Is there anyone here that has the capability to explain to me, quite simply, what I should do with the chain rule, and how to apply it with some examples (mix and match rules if you want, let's have a trig function party!)?

Or would it be better for me to try and decipher it from Wolfram and other websites...?

I'll keep reading, but some help would be nice.

Oh boy, I despise calculus. I will assume that you have a basic understanding of differentiation and know the power rule.

Okay, first we must examine the definition of the chain rule. It states that if y is a differentiable function of u and u is a differentiable function of x, then the derivative of y with respect to x is given by:

dy/dx = dy/du * du/dx

Alternatively, if f(x) = g(h(x)), then f '(x) = g '(h(x)) * h '(x).

So what does that actually mean?
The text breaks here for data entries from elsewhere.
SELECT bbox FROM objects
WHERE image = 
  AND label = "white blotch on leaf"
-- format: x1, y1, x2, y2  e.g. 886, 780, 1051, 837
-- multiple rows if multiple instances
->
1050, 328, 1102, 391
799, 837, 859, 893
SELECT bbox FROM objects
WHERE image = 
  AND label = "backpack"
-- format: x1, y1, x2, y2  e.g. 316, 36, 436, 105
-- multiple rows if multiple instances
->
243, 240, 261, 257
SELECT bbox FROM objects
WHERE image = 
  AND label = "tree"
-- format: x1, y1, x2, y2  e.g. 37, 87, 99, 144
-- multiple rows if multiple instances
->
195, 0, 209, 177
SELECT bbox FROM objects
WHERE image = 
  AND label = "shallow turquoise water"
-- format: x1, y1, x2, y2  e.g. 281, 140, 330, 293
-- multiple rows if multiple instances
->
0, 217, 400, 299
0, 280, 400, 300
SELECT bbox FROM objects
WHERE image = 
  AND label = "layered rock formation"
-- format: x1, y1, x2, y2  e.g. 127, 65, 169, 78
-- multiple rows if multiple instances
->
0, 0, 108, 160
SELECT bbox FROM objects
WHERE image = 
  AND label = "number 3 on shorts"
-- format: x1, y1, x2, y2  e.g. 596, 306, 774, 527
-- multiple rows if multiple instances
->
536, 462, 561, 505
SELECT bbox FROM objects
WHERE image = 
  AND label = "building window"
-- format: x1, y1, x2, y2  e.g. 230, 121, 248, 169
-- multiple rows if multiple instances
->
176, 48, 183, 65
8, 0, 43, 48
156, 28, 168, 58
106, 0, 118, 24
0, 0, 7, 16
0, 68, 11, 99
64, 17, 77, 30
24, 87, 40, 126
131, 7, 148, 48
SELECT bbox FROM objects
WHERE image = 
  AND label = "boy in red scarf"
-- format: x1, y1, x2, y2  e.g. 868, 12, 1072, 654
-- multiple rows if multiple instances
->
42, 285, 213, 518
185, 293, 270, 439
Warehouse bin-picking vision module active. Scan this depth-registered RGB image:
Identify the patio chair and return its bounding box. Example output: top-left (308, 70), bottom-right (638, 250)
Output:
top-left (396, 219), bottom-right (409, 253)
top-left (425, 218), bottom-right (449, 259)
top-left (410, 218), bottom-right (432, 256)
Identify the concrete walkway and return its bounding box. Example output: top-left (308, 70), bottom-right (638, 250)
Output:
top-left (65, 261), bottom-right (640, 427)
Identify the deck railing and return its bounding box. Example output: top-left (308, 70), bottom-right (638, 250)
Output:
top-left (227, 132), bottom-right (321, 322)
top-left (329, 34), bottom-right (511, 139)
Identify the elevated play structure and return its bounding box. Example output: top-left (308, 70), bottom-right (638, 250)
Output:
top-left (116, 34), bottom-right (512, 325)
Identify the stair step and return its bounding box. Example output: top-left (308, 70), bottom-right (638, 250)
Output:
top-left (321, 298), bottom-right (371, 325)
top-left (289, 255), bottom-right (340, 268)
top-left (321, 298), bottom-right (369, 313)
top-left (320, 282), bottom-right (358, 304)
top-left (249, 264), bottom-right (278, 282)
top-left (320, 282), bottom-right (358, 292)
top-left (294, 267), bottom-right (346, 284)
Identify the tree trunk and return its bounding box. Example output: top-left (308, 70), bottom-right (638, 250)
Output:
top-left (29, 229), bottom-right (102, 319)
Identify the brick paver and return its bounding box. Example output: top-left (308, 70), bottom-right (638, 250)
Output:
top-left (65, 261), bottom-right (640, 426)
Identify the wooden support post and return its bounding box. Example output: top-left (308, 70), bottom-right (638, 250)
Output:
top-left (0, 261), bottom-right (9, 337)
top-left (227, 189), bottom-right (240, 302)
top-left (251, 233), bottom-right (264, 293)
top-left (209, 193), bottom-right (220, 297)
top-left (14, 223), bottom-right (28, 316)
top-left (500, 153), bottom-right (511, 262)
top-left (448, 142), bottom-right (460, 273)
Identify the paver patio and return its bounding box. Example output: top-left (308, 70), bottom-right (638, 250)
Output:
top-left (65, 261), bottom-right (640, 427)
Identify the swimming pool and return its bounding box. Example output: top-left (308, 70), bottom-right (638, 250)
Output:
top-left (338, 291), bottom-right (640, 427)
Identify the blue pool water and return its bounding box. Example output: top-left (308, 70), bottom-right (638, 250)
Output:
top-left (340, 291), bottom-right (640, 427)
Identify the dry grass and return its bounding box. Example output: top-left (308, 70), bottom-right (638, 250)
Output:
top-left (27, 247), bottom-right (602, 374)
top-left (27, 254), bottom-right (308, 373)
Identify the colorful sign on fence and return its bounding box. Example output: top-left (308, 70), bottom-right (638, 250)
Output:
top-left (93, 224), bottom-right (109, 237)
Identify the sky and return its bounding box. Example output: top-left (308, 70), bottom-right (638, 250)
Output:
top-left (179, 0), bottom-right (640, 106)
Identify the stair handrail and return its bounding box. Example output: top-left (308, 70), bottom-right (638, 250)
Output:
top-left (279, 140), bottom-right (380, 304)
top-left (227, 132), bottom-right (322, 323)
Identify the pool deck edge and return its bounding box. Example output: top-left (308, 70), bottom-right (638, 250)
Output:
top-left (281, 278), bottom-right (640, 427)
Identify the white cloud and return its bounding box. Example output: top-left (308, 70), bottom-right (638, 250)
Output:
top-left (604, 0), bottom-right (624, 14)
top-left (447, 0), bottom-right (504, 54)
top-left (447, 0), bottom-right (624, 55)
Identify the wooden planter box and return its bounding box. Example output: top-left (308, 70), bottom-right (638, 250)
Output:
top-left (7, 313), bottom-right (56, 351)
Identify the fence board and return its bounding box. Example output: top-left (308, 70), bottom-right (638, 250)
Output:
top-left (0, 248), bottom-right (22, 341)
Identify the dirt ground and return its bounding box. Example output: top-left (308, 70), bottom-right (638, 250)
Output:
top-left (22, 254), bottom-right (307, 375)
It is essentially saying that in complex differentiation, the derivative of the "outside" function comes first, followed by the "inside" function, and you multiply them together. Here's an example:

f(x) = (x^3 + 7)^2 -- The stuff in the parentheses is squared, so that will be your outermost function.
......= 2(x^3 + 7) -- Use the power rule to bring down the exponent.
......= 2(x^3 + 7) * 3x^2 -- Use the power rule again to find the derivative of the inside and multiply.
f '(x) = 6x^2 * (x^3 + 7) -- Simplify and you are done.

Does that make any sense? Here is another example, with some trigonometry:

g(x) = sin(5x) -- There are no exponents in this one, so sine is the outside function.
......= cos(5x) -- Recall that the derivative of sine is cosine.
......= cos(5x) * 5 -- Differentiate the inside and multiply. The derivative of 5x is simply 5.
g '(x) = 5cos(5x) -- Simplify. That one was easy, right?

I have one more example that combines both trigonometry and exponents:

h(x) = cos^4(2x) -- This one is tricky. You have to realize that cos^4 is the outside function.
......= (cos(2x))^4 -- Recall that cos^4(x) is the same as saying (cos(x))^4.
......= 4(cos(2x))^3 -- Use the power rule to bring down the exponent.
......= 4(cos(2x))^3 * (-sin(x)) -- Take the derivative of cosine and multiply.
......= 4(cos(2x))^3 *(-sin(x)) * 2 -- Take the derivative of the innermost function, 2x.
h '(x) = -8cos^3(2x) * sin(x) -- Simplify once more to get a clean answer.

I know that was probably confusing, but it is difficult to clearly illustrate the problems over a computer. If you need any more help, send me a PM and I will try to explain it a little better.

I'd give you a hug, but my arms don't reach that far. Thanks a bunch.

I am glad I could be of assistance.